Thanks for reading, and thanks more for any help you can offer!


----------



## FrankC (Aug 24, 2012)

A new rip saw should be sharp enough to make the cuts you need, take your time and you will be fine. Saw sharpening is an art, I really doubt that if you have never done it before you could improve anything.

It might be easier if you clamped your board along a plank that is resting on your sawhorses.


----------



## amckenzie4 (Apr 29, 2010)

I can tell you what worked for me, although your experience might differ.

1) Use a bigger tooth rip saw than you expect. For 3/4" material, I use a saw that's something like 5 1/2 points per inch. Yeah, it leaves a rough surface. That's what the planes are for. If I want a fine surface and very little planing, I use a Japanese-style Ryoba saw. The one I have curves like crazy when I'm using the ripping teeth, though.

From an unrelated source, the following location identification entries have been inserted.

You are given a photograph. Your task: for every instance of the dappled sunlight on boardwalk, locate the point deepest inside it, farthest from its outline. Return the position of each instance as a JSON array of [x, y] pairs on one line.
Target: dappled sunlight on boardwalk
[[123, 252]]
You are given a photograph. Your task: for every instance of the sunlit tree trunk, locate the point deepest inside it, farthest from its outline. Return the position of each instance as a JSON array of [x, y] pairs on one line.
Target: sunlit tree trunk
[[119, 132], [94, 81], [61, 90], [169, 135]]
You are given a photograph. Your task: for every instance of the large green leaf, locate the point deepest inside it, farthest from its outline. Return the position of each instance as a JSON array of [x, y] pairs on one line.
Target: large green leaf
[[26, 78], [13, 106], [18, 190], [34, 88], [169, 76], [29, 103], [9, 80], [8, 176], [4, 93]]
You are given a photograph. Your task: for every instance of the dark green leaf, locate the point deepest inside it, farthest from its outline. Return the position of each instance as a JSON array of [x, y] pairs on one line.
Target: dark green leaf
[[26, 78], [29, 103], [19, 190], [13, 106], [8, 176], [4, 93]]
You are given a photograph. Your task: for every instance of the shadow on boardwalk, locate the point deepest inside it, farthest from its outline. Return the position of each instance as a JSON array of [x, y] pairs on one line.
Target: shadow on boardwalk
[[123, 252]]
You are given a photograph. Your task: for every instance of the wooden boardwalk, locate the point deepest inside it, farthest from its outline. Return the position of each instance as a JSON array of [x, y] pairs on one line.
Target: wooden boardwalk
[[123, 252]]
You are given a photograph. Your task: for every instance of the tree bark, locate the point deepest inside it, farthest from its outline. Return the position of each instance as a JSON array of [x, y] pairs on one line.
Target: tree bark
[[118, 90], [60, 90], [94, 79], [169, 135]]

2) Build a sawbench. My rip cuts come out MUCH straighter when I'm cutting on a sawbench than any other way. There are a lot of good articles about building them if you search google for "sawbench", but the short version is that it's a low bench, roughly knee-height, with a birds-mouth cutout at one end. For ripping, set the board over the birdsmouth, and move it every time you've cut six inches or so.

3) Flip your work frequently. Mark both sides from a known-true edge, and every six inches or so flip your work over. Small inaccuracies will be fixed much faster that way.


As a final recommendation, try your cuts in something cheap first: 1x4 pine won't give you any impression as to the difficulty of the cut, but you'll be able to tell right away if the saw is going to tend to drift in one direction or the other.


----------